Load Balancing with Apache 2.2

Version 2.2 of the Apache HTTP Server includes a load balancing proxy module, mod proxy balancer. This add-on to mod proxy can balance incoming requests between multiple back-end servers. It can persist connections to a particular back-end based on a configurable Cookie key like JSESSIONID or PHPSESSIONID. The configuration looks as follows:

Listen 80
LogLevel debug
TransferLog logs/access_log

LoadModule proxy_module modules/mod_proxy.so
LoadModule proxy_http_module modules/mod_proxy_http.so
LoadModule proxy_balancer_module modules/mod_proxy_balancer.so

ProxyPass / balancer://mycluster/
ProxyPassReverse / http://localhost:16180
ProxyPassReverse / http://localhost:16280

<Proxy balancer://mycluster>
   BalancerMember http://1.2.3.4:80
   BalancerMember http://1.2.3.5:80
</Proxy>

The configuration above will equally distribute requests between two back-
end web servers. If your back-end servers are running Tomcat, you can enable sticky sessions as follows:

...
<Proxy balancer://tccluster>
    BalancerMember http://localhost:15180 route=tc1
    BalancerMember http://localhost:15280 route=tc2
    BalancerMember http://localhost:15380 route=tc3
</Proxy>

<Location />
    ProxyPass balancer://tccluster/ stickysession=JSESSIONID
    Require all granted
</Location>

The server.xml file of each Tomcat server has to be edited to include a
jvmRoute attribute in the Engine element. For instance, in the first Tomcat, you have:

<!-- ... -->
<Server port="15105" shutdown="SHUTDOWN">
<!-- ... -->
    <Service name="Catalina">
        <Connector port="15180" maxHttpHeaderSize="8192"
            maxThreads="150" minSpareThreads="25" maxSpareThreads="75"
            enableLookups="false" redirectPort="8443" acceptCount="100"
            connectionTimeout="20000" disableUploadTimeout="true" />
    <!-- ... -->
        <Engine name="Catalina" defaultHost="localhost" jvmRoute="tc1">
    <!-- ... -->
        </Engine>
    </Service>
</Server>

The mod_proxy_balancer module also contains a small management application, which you can enable using the following configuration snippet:

<Location /balancer-manager>
    SetHandler balancer-manager
    # Your access control directives here
    Order Allow,deny
    Allow from all
    # ...
</Location>

The management feature requires the presence of mod_status in addition to mod_proxy_balancer. As you can see, the load balancing reverse proxy in Apache HTTP Server 2.2 is quite easy to set up. For more information about the configuration options, please see the mod_proxy documentation. More information on the algorithms for the load balancing decision can be found in the mod proxy balancer documentation.

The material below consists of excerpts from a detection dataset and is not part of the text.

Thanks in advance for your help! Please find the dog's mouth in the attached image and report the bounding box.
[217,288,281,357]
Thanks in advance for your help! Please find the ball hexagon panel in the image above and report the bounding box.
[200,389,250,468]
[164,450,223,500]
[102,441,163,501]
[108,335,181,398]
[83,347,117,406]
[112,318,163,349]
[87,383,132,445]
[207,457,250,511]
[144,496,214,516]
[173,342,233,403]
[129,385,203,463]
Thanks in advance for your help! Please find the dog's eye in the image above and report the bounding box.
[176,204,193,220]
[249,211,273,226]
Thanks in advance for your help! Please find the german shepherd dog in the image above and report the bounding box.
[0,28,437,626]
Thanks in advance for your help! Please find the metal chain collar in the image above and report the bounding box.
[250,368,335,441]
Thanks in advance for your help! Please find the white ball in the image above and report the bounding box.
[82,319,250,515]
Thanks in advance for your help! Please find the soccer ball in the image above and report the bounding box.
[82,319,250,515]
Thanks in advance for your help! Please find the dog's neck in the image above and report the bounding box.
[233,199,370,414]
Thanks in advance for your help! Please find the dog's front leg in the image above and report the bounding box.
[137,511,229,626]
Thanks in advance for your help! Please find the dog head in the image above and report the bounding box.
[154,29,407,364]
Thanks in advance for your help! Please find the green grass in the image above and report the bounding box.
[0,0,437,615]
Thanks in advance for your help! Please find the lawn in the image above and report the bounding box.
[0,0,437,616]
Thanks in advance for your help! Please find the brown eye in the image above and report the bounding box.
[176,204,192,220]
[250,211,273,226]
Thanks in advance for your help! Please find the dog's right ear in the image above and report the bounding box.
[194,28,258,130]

Building Out: Separate Tiers

Most web applications can be separated into multiple distinct tiers:
# Web server tier(Apache, IIS, Sun ONE)
# Application server tier (Tomcat, PHP, WebLogic, etc.)
# Database server tier (MySQL, Oracle, Postgres, etc.) Every tier has distinct and particular performance requirements. Moving each tier to their own hardware allows you to tune and scale them individually. The fact that all of the individual applications communicate with each other over TCP/IP already makes this move even easier.

The Web Server Tier

The Web Server tier communicates directly with the users. It is responsible for maintaining connection with a wide variety of client browsers across potentially slow and far-flung connections. This causes a markedly different load on the operating system TCP stack than the long-lived, local, high speed connections between web and application server, and between application server and the database. The web tier can also be configured to serve the application's static content: HTML pages, images, JavaScript, etc. It passes only the requests for dynamically generated content (PHP scripts, JavaServer Pages, RSS feeds) on to the application tier. The type of server used for this tier typically has one or two CPUs and enough memory to fit the requisite number of httpd processes. Storage is not a concern.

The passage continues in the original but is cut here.